YueLiao / CDN

Code for "Mining the Benefits of Two-stage and One-stage HOI Detection"
Apache License 2.0
89 stars 15 forks source link

Two questions about the detail #16

Closed Devotedyang closed 2 years ago

Devotedyang commented 2 years ago

Hello, thanks for your research! I have two questions:

  1. CDN give 100 prediction HOI triplets on every image of V-COCO, and then apply PNMS on the top-100 result. After checking your code and I find you don't set threshold to filter the final result. So the final number of predicting HOI triplets may be 40 or 50 at least, but the ground-truth for one image hava no more than 10 HOI triplets. How do you deal with this?

  2. In your paper, you do some useful research about the Human-object Pair Generation (use the HO-pair decoder to replace the Faster-RCNN in iCAN baseline). Recently I'm also want to do the same expriment, but I'm confused about the details. In CDN, we have 100 prediction for every image, So we could apply Hungarian algorithm to match the preds and labels for a batch.

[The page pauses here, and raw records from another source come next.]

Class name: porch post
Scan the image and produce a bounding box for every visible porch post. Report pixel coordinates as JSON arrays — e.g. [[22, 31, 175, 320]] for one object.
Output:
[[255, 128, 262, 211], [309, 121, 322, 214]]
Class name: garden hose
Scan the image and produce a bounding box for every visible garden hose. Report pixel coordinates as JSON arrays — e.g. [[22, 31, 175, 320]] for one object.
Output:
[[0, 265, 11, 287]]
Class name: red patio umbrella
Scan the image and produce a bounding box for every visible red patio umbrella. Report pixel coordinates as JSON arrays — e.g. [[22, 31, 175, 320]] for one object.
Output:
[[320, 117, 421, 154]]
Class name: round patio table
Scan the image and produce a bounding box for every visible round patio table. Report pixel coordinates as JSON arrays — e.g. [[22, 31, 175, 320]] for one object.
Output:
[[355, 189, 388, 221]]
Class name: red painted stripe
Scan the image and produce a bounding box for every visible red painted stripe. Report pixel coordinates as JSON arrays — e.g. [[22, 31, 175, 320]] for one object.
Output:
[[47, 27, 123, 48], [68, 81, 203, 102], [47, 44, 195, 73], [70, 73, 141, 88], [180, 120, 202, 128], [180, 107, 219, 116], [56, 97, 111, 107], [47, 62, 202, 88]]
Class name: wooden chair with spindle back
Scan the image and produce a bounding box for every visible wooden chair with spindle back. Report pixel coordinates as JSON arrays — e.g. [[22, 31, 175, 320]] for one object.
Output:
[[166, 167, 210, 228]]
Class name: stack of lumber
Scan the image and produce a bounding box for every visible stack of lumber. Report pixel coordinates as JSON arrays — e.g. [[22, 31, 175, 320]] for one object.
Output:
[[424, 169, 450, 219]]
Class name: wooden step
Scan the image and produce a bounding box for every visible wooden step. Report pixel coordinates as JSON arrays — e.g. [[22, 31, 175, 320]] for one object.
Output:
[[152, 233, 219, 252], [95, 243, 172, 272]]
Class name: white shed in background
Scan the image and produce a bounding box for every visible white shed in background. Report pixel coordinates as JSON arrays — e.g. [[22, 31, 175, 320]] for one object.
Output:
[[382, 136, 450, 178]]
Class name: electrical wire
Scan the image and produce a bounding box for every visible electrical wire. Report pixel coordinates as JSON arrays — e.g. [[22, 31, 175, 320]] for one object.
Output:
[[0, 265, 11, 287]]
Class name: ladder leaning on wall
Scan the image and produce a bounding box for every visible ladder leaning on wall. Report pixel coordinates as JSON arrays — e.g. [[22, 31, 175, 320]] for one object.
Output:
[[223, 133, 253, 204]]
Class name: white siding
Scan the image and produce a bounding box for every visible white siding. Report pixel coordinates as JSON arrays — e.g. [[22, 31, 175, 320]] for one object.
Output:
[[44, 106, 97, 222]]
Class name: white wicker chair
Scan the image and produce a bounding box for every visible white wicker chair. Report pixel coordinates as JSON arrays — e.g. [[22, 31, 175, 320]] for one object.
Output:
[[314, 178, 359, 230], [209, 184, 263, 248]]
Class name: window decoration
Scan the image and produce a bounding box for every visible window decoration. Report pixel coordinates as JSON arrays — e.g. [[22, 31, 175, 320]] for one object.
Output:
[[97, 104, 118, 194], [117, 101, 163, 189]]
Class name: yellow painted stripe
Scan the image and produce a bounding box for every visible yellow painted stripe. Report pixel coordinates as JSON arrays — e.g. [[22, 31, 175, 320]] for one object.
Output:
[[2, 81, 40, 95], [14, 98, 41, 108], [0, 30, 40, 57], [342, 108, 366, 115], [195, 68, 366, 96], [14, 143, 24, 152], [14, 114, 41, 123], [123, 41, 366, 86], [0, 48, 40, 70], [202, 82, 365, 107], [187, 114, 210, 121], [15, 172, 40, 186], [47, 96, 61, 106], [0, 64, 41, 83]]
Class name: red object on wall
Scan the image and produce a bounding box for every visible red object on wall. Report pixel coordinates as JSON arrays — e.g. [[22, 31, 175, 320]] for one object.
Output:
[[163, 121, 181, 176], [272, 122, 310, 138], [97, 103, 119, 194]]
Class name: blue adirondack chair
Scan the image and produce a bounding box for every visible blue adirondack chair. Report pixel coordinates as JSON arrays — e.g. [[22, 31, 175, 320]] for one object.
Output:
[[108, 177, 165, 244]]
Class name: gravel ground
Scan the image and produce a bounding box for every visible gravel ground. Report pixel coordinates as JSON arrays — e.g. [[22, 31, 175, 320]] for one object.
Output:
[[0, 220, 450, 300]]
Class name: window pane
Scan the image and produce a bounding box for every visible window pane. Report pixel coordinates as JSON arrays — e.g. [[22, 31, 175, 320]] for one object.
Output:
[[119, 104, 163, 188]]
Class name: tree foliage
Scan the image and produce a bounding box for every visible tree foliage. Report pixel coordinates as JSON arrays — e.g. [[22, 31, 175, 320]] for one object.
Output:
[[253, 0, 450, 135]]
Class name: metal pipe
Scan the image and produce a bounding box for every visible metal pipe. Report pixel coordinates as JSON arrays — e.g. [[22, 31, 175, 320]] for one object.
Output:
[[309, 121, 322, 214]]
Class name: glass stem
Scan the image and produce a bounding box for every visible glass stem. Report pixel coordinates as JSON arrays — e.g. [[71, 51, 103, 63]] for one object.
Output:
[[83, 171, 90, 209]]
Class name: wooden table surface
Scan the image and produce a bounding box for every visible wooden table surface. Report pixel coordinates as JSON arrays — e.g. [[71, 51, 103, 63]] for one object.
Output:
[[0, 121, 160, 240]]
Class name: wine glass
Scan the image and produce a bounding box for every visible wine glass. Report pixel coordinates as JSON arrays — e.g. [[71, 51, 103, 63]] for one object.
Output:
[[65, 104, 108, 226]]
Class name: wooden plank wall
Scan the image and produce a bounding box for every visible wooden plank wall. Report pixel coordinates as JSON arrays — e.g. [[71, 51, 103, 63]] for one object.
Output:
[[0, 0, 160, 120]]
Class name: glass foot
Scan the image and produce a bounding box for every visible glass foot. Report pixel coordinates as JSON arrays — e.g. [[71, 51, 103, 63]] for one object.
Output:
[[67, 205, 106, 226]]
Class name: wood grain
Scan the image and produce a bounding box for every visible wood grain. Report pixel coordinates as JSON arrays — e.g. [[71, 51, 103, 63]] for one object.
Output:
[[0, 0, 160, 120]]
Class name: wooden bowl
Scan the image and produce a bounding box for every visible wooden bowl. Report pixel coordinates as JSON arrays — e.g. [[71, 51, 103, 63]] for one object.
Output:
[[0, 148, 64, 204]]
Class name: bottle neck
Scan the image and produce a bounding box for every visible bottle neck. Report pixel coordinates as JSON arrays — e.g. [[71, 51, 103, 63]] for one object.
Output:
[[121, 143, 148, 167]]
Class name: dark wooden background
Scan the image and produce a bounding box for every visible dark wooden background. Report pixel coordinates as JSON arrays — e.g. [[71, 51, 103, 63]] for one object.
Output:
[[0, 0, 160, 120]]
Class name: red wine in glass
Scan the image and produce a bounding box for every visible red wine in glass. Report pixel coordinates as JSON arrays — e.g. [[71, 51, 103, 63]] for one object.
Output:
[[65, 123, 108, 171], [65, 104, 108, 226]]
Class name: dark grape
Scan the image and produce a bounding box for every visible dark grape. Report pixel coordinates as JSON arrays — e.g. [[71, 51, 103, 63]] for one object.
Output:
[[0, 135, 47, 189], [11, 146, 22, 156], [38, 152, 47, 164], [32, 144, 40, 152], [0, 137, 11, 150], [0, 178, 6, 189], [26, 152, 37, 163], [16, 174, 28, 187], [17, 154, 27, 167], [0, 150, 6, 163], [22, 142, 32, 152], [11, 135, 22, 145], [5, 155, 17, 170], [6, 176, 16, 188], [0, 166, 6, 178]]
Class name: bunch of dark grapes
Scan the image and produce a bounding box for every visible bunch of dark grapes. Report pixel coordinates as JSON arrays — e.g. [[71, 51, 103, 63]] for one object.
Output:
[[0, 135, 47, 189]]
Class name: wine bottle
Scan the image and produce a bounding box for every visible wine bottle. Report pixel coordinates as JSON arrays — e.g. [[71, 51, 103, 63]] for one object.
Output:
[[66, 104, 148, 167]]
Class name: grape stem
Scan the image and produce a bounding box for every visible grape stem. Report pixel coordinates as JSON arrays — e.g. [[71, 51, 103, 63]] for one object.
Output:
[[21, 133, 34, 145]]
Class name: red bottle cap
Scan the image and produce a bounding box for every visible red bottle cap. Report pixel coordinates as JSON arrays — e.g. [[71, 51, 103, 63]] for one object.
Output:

But if we use HO-pair decoder to replace Faster-RCNN in iCAN and then set a threshold to generate human-pairs, then may be one image generate k1 HO pairs, but another image generate k2 HO pairs (k1 is not equal to k2). Under these circumstances, we should apply Hungarian algorithm to match preds and labels for every image??

Sorry for long and complex questions.

YueLiao commented 2 years ago

Thx for your interest in our work!

  1. Due to the mAP evaluation metric in the HOI area just like object detection, it is very common that the number of predictions is much more than GTs' where we will sort all predictions by confidence and then verify if existing GT matches with it. More details can be seen in the evaluation metric implementation. Additionally, you could turn the IoU threshold in PNMS to filter more predictions that may not cause AP to lose a lot.
  2. Sorry, I could not clearly get your points. We first train HOPD and then extract the H-O pairs offline. Next, we replace the H-O pairs with original iCAN H-O pairs. The different numbers of predictions across different images are common.
Devotedyang commented 2 years ago

the second question, I mean, after you replace the HO pairs with original iCAN HO pairs, the training of the whole model is also using Hungarian algorithm to match preds and labels ?

YueLiao commented 2 years ago

We train iCAN also with the original H-O pairs, and we only replace the H-O pairs provided by HO-PD during evaluation, more details can be in #14 .

Devotedyang commented 2 years ago

Thanks!!!

hutuo1213 commented 1 year ago

Hello author! In response to the first question, I found that many of the predictions top_k in the article meet the conditions, but the repeated predictions, which makes the mAP lower, is this your original intention for using PNMS?